Is every simple continuous curve on a plane a sub-curve of a simple continuous closed curve? Let $P:[0,1]\to \mathbb{R}^2$ be a simple continuous curve on the plane, i.e. $P$ is continuous and injective. Can we always extend it so that it is a sub-curve of a simple closed curve?
It's equivalent to showing that $\mathbb{R}^2\backslash P((0,1))$ is path-connected.
I am only interested in the two dimensional case, but feel free to present a proof with $\mathbb{R}^n,n\geq 2$ replacing $\mathbb{R^2}$.
The fact that $\mathbb{R}^2\backslash P([0,1])$ is path-connected should be useful, see The complement of a simple non closed curve is path connected?.
 A: After surfing over stackexchange I have found an answer.
Let $n\geq 2$. Given that every path-connected Hausdorff space is simple path-connected, see Does path-connected imply simple path-connected?, it suffices to show that $\mathbb{R}^n\backslash P((0,1))$ is path-connected.
Using results in The complement of a simple non closed curve is path connected?, we have that $\mathbb{R}^n \backslash P([0,1])$ is path-connected.
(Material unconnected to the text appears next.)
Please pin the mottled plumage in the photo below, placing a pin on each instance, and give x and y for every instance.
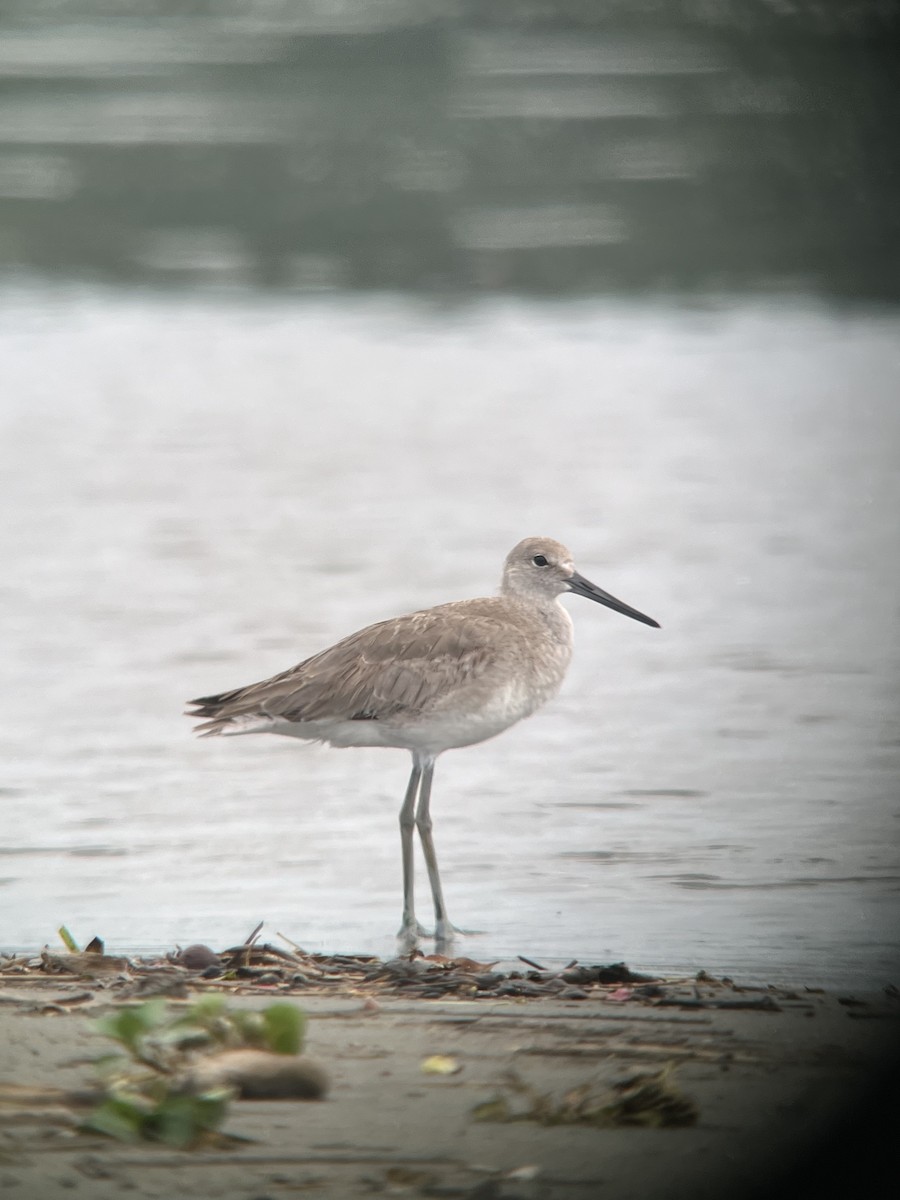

Let $A:=\mathbb{R}^n \backslash P([0,1])$, it suffices to show $A\cup \{P(0),P(1)\}$ is also path-connected.
We need to use the following lemma from When is the closure of a path connected set also path connected?.
Lemma: Let $S\subset X$ be path-connected and $x\in \overline{S}$. Suppose there exists a countable decreasing (i.e. $U^{i+1}\subset U^i$) neighborhood basis $(U_i)_{i=1}^\infty$ in $X$ at $x$ such that for each $i$, whenever $s_i\in S\cap U_i$ then there exists a path in $S\cap U_i$ from $s_i$ to some element of $S\cap U_{i+1}$. Then $S\cup \{x\}$ is path-connected.
Apply the above lemma twice to $A$ then we have the desired result.